In the eyes of the system’s creators, it is all for the sake of the improved wellbeing of the inhabitant.

This could be one more reason why co-living is not in line with the history of autonomous and communal living, but rather with the evolution of Organisationskybernetik, a concept developed by Wolfgang and Eberhard Schnelle from the late 1950s onwards and researched by architect Andreas Rumpfhuber in his book Architecture of Immaterial Labor.7 Schnelle’s model of Bürolandschaft—“office-landscape”—claimed an egalitarian, self-organized, and radically democratized workspace with its flexible architecture that can adapt to changes in the work processes, evoking a democratic work atmosphere. Motivation of the worker was inscribed by including leisure space into this office architecture—a break room designed as a modern living room, thus incorporating “reproduction within the space of production” that, according to Rumpfhuber, signifies “the wholesale redundancy of office buildings and workplace architecture in general” as an outcome of industrial and administrative automation.8

The evolution of business into co-living means not only that being inspired in the office space is not enough and one needs networking opportunities and inspiration 24/7, it also responds to the processes that turned the bedroom into a contemporary workplace. Beatriz Colomina writes that, “between the bed in the office and the office in the bed, a whole new horizontal architecture has taken over. It is magnified by the ‘flat’ networks of social media that have themselves become fully integrated into professional, business, and industrial environments in a collapse of traditional distinctions between private and public, work and play, rest and action.”9 The irony is that I am finishing the last few lines of this text while lounging in my bed, the blue light of the screen softly dispersing onto the dusky silhouettes of the room.

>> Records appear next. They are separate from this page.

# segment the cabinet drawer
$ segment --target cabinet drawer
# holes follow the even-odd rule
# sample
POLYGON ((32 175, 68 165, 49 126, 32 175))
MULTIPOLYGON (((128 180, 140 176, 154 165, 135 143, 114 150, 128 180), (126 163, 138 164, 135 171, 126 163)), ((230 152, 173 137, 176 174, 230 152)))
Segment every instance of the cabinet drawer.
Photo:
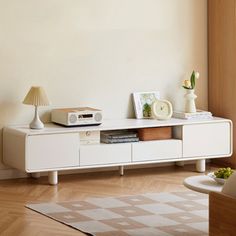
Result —
POLYGON ((183 156, 229 155, 230 136, 229 122, 185 125, 183 127, 183 156))
POLYGON ((79 134, 29 136, 26 170, 43 170, 79 165, 79 134))
POLYGON ((154 161, 182 157, 182 141, 178 139, 145 141, 132 144, 132 161, 154 161))
POLYGON ((131 144, 98 144, 80 147, 80 166, 131 162, 131 144))

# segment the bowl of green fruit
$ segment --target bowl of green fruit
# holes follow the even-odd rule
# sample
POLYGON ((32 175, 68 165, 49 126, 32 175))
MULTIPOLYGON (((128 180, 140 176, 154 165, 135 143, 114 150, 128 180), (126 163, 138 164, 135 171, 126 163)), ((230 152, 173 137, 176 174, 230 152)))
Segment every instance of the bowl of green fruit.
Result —
POLYGON ((208 176, 214 179, 217 183, 224 184, 233 172, 234 171, 230 167, 219 168, 217 171, 209 173, 208 176))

Just as my own bed has been my office too many times, the co-living space bed in particular might be “the final stage of housing, domestic space, and leisure itself as the capitalist frontier.”10

If there is no “outside” of work in co-living space and life equals enterprise: the co-living space is a perfect “social factory.” A social factory, which, according to Stefano Harney, is an outcome of a new rhythm of work imposed on a global scale, what he calls “contemporary operations management,” that is preoccupied with an assembly line process of cognitive and affective labor that has no outside. Owing to the analysis of Frantz Fanon, he notes that the first such social factory of European work rhythm was the colony, “where worker replaces subject in society as a whole. In the colony, in the first social factory, any move to other social being was, as it is today, criminal, conspiratorial. The only sound in the social factory is the rhythm of work because that is what takes place in a factory.”11

While the (for now) still existing Wagenburg Lohmühle reminds us, as many other initiatives, that it is possible to claim autonomy from neoliberal governance of everyday life, it is, however, hard to do so once life has itself become an enterprise; one does not need to wait for a co-living business to take over. How will we find the processes to define autonomy and withdrawal anew when in the meantime co-living business will not settle for less than Mars?